In this Learning Path, you’ll run quantized Phi models with ONNX Runtime on Microsoft Azure Cobalt 100 servers.
Specifically, you’ll deploy the Phi-4-mini model on Arm-based servers running Ubuntu 24.04 LTS.
These instructions have been tested on a 32-core Azure Dpls_v6
instance with 32 cores, 64GB of RAM, and 32GB of disk space.
You will learn how to build and configure ONNX Runtime to enable efficient LLM inference on Arm CPUs.
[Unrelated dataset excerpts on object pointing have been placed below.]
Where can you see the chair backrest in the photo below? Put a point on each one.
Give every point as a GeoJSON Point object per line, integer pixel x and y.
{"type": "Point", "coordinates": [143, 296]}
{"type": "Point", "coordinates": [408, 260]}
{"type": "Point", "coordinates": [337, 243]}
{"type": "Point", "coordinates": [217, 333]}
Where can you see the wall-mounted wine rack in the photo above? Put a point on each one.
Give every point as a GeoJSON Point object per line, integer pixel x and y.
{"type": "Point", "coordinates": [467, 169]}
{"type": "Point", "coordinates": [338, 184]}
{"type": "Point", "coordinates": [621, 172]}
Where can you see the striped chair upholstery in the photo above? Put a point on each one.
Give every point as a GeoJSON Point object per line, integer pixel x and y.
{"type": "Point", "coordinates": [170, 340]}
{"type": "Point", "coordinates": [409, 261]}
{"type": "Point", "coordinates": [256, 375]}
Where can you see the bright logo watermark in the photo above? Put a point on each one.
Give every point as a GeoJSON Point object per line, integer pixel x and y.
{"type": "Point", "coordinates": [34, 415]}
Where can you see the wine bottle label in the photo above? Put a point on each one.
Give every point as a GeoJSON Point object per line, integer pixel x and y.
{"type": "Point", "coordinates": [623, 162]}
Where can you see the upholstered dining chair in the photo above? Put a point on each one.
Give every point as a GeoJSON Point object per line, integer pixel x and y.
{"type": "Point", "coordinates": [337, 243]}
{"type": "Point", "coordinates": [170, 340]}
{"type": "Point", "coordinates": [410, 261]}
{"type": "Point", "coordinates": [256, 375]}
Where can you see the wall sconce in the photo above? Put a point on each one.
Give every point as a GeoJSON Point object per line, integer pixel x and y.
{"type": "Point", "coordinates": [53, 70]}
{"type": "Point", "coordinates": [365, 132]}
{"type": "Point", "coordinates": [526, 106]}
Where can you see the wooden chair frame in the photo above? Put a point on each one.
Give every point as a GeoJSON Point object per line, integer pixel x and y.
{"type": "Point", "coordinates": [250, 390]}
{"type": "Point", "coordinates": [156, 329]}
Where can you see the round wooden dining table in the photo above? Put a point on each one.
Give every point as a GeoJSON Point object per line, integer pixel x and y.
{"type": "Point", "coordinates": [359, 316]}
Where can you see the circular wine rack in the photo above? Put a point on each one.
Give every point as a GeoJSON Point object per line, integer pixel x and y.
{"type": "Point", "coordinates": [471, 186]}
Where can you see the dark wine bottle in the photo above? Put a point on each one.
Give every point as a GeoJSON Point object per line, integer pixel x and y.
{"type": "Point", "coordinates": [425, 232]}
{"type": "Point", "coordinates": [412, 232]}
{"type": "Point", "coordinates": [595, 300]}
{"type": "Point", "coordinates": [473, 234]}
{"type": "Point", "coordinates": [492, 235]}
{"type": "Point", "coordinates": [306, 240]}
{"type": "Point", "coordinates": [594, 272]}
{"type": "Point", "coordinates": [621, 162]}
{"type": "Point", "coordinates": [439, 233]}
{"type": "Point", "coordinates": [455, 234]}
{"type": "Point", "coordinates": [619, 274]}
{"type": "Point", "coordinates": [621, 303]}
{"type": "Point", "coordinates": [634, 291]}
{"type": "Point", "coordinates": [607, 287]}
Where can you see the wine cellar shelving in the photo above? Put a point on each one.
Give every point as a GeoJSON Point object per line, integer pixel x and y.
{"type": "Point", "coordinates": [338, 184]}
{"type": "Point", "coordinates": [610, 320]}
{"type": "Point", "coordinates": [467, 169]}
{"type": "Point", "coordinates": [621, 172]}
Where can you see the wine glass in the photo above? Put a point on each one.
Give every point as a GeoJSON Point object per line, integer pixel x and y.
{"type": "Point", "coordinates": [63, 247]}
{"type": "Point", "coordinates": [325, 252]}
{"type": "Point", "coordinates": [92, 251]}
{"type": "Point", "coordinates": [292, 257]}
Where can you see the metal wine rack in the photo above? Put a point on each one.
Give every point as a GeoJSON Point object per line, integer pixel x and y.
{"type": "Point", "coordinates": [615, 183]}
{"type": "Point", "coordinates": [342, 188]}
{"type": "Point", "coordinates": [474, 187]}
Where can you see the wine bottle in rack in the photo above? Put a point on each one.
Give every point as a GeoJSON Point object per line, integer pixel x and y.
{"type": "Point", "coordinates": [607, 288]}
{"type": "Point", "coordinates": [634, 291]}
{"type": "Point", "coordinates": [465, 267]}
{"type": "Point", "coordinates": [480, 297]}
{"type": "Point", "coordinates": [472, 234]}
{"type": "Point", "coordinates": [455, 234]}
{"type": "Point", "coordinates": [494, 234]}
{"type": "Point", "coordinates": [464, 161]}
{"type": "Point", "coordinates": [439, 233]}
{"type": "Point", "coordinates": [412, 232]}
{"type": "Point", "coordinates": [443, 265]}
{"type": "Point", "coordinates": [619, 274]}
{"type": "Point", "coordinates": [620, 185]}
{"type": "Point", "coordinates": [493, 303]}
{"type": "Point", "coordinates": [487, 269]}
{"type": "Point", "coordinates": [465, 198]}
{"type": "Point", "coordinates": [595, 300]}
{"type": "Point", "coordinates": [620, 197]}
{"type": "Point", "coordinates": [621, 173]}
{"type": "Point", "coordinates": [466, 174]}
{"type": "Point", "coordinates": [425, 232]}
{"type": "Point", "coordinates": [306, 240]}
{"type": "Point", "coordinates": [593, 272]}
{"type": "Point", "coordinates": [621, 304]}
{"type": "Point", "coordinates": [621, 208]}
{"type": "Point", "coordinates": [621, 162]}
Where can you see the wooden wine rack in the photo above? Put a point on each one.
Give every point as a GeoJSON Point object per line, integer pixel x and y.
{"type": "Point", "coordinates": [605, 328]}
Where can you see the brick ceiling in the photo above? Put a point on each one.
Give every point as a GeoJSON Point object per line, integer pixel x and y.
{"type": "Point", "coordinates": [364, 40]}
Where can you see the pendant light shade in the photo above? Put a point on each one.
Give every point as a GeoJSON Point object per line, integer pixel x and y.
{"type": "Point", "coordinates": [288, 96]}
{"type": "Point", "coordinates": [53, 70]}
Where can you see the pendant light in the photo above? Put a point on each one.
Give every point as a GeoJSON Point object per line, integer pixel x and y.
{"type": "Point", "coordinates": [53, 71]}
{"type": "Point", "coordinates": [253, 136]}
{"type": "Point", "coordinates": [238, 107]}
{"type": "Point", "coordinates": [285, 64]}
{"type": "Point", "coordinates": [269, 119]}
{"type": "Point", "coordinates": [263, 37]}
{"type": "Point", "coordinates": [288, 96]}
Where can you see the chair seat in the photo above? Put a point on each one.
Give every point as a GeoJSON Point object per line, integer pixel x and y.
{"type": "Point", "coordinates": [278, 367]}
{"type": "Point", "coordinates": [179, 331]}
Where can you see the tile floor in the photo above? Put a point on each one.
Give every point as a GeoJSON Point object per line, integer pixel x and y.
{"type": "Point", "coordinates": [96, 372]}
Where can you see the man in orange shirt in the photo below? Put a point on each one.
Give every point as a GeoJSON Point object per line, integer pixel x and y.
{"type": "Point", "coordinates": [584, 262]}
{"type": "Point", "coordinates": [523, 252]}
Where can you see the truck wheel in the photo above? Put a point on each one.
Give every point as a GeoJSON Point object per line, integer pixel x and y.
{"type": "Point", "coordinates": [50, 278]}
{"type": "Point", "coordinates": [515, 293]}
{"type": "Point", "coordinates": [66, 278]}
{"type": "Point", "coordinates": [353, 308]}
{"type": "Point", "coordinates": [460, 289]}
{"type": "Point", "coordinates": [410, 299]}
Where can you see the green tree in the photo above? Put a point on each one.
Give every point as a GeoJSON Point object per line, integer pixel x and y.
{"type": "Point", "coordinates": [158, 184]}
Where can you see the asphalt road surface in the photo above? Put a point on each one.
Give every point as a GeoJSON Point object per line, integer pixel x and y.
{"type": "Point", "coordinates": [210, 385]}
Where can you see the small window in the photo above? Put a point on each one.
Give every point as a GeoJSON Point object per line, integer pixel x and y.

This Learning Path walks you through the following tasks:
On your Arm-based server, install the following packages:
sudo apt update
sudo apt install python3-pip python3-venv cmake -y
Use a file editor of your choice and create a requirements.txt
file with the Python packages shown below:
requests
torch
transformers
accelerate
huggingface-hub
pandas
numpy
psutil
packaging
setuptools
requests
Create a virtual environment:
python3 -m venv onnx-env
Activate the virtual environment:
source onnx-env/bin/activate
Install the required libraries using pip:
pip install -r requirements.txt
Clone, build, and install the onnxruntime
repository using the following commands:
git clone --recursive https://github.com/microsoft/onnxruntime.git
cd onnxruntime
./build.sh --config Release --build_shared_lib --parallel --build_wheel --skip_tests --update --build
cd build/Linux/Release
cmake --install . --prefix install
cd dist
pip install onnxruntime-*.whl
This process builds and installs ONNX Runtime with optimizations for efficient inference on Arm CPUs.
Clone and build the onnxruntime-genai
repository:
cd ~
cp ./onnxruntime/build/Linux/Release/install/include/onnxruntime/onnxruntime_float16.h ./onnxruntime/build/Linux/Release/install/include/onnxruntime_float16.h
cp ./onnxruntime/build/Linux/Release/install/include/onnxruntime/onnxruntime_c_api.h ./onnxruntime/build/Linux/Release/install/include/onnxruntime_c_api.h
git clone https://github.com/microsoft/onnxruntime-genai.git
cd onnxruntime-genai
python3 build.py --config Release --update --ort_home ../onnxruntime/build/Linux/Release/install
python3 build.py --config Release --build --skip_tests --ort_home ../onnxruntime/build/Linux/Release/install
cd build/Linux/Release/wheel
pip install onnxruntime_genai-*.whl
Ensure you’re using Python 3.12 to match the cp312 wheel format.
This build includes optimizations from KleidiAI for efficient inference on Arm CPUs.
Navigate to your home directory. Now download the quantized model using huggingface-cli
:
cd ~
huggingface-cli download microsoft/Phi-4-mini-instruct-onnx --include cpu_and_mobile/cpu-int4-rtn-block-32-acc-level-4/* --local-dir .
The Phi-4-mini model is now downloaded in ONNX format with INT4 quantization and is ready to run with ONNX Runtime.